Y en ese camino de lamentos y de desesperación, mientras discutían (quizás otra vez de primeros, de poder), sale a su encuentro un desconocido, un don nadie que no sabe nada.
Le echan en cara su ignorancia y le presentan su queja amarga. Sus ojos y sus corazones cerrados por lo que esperaban y no llegó. Su vida puesta en solfa esperando alguna noticia buena… Algunas mujeres habían visto el vacío de la tumba y la plenitud de la Vida, pero no las podían creer, ¿quién las iba a creer? Y cómo Tomas se cerraban en su propia carne orgullosa y triste, sin capacidad para la fe.

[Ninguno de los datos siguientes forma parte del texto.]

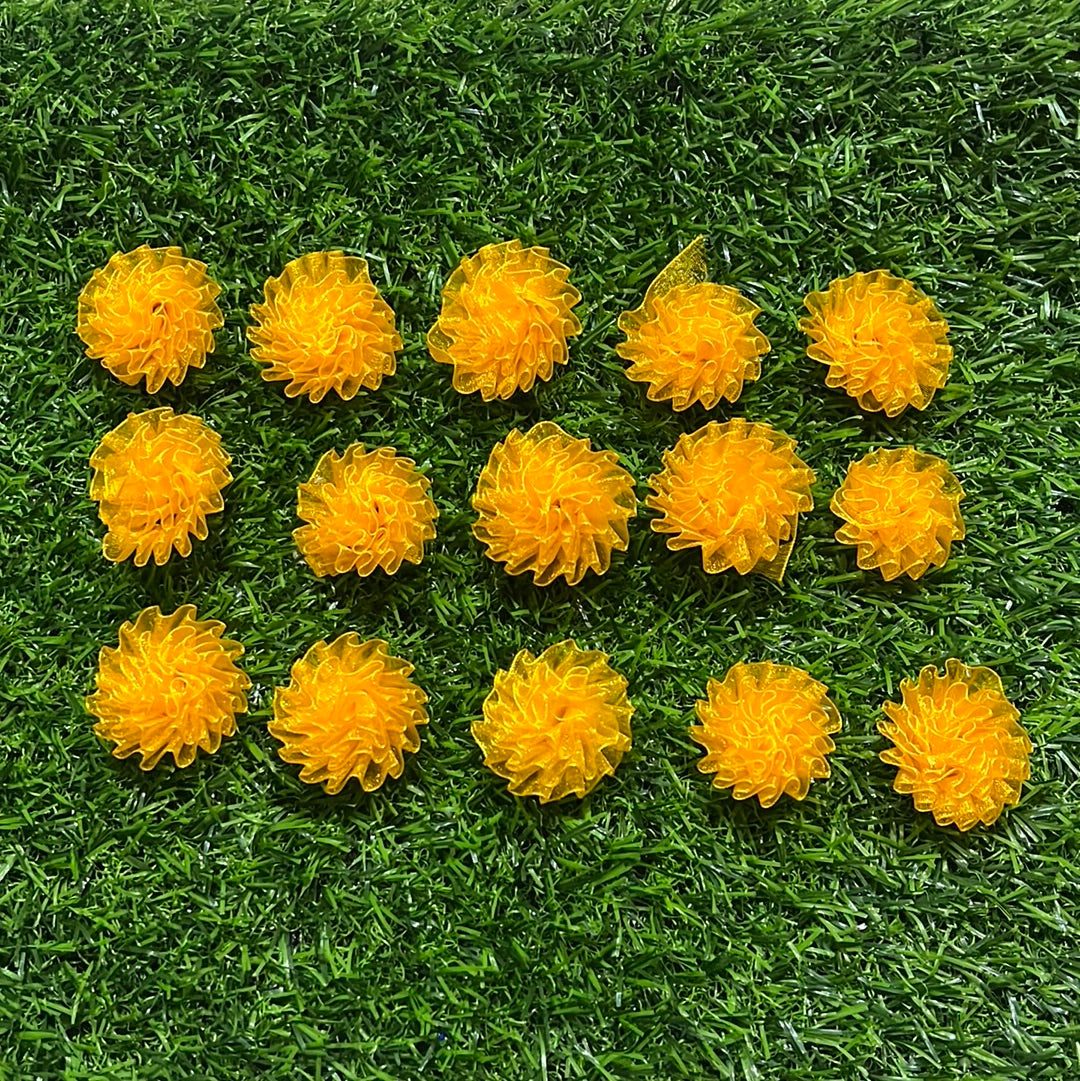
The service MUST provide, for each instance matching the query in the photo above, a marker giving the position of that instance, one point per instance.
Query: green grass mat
(226, 921)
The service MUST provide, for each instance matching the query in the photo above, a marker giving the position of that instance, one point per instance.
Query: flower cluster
(547, 504)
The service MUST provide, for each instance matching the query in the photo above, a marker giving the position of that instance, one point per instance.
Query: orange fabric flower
(735, 491)
(883, 341)
(149, 314)
(349, 710)
(323, 327)
(959, 748)
(172, 688)
(692, 341)
(364, 509)
(902, 511)
(156, 478)
(556, 723)
(505, 320)
(765, 730)
(551, 505)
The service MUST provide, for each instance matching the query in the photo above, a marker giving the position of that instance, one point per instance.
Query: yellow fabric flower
(902, 511)
(959, 749)
(505, 320)
(172, 688)
(735, 491)
(551, 505)
(149, 314)
(349, 710)
(692, 341)
(765, 730)
(156, 478)
(364, 509)
(555, 724)
(883, 341)
(323, 327)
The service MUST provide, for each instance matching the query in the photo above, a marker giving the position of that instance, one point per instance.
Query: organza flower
(902, 511)
(323, 327)
(556, 723)
(149, 314)
(884, 342)
(551, 505)
(156, 479)
(364, 509)
(349, 710)
(959, 749)
(735, 491)
(505, 320)
(692, 341)
(171, 688)
(765, 730)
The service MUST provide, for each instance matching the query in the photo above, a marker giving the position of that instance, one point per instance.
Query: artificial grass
(226, 921)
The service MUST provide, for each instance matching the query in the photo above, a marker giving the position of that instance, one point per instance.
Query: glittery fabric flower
(556, 723)
(692, 341)
(902, 511)
(171, 688)
(364, 509)
(883, 341)
(156, 479)
(349, 710)
(323, 327)
(505, 320)
(550, 505)
(149, 314)
(959, 749)
(765, 731)
(735, 491)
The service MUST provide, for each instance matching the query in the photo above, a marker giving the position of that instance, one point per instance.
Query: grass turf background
(227, 921)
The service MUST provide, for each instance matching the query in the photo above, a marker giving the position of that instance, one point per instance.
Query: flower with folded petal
(323, 327)
(171, 688)
(156, 479)
(735, 491)
(959, 749)
(765, 730)
(550, 505)
(349, 710)
(149, 314)
(364, 509)
(902, 511)
(884, 342)
(692, 341)
(505, 320)
(555, 724)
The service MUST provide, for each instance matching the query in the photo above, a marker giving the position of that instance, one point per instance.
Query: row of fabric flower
(554, 724)
(547, 503)
(506, 318)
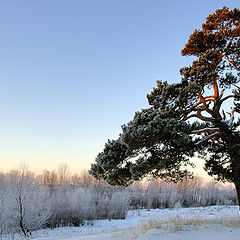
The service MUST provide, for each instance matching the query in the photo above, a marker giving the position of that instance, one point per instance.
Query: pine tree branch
(208, 137)
(206, 130)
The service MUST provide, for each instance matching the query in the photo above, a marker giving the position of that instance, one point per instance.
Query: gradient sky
(73, 71)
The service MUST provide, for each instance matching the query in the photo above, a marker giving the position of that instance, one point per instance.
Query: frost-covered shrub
(72, 207)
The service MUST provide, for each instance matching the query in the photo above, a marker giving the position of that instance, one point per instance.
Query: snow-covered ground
(216, 222)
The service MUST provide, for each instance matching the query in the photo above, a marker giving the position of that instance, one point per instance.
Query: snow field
(176, 223)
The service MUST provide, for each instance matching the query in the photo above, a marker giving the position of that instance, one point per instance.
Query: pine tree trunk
(237, 186)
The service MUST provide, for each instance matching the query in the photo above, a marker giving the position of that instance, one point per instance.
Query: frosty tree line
(52, 199)
(187, 118)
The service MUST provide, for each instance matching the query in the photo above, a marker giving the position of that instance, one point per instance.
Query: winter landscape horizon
(120, 120)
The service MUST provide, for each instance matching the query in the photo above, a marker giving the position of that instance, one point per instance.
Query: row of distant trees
(58, 198)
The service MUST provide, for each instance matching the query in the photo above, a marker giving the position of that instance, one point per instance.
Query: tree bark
(237, 186)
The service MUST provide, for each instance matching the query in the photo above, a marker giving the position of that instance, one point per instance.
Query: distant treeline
(57, 198)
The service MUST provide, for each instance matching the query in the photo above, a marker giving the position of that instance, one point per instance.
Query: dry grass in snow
(179, 223)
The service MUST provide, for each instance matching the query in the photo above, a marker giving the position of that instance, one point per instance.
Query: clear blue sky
(73, 71)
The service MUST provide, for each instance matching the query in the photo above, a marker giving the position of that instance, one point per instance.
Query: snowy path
(210, 232)
(157, 224)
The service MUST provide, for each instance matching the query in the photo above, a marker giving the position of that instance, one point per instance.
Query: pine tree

Y el desconocido les va enseñando ese otro camino, poco a poco, sin echarles demasiadas cosas en cara (como a Pedro: «¿me amas?». El camino diverso de la fragilidad que tanto nos cuesta leer y recorrer, el de la debilidad que es la fuerza del encuentro verdadero, el del pozo con aquella mujer o el del lavatorio con aquellos que no entendían nada. Y sus corazones se van encendiendo y sus labios se atreven a esbozar el ruego: «Quédate con nosotros». Y Jesús, siempre encontradizo, se queda y se sonríe con labios de resurrección y bendice, sólo es capaz de decir bien, y parte el pan y sus ojos se abren, por un instante ven de verdad en la profundidad de un instante que densifica el tiempo y lo hace pleno. Y de sus bocas ya puede salir la noticia buena y corren a la comunidad y la creen y la recrean.
Y quizás, yo así lo espero, le pidiesen perdón a aquellas mujeres que vieron y creyeron primero. Y, ¿por qué no?, le lavaron los pies como se lo habían visto a hacer al Maestro y a aquella otra mujer de Betania.
¿No nos ardía el corazón? Que nos arda.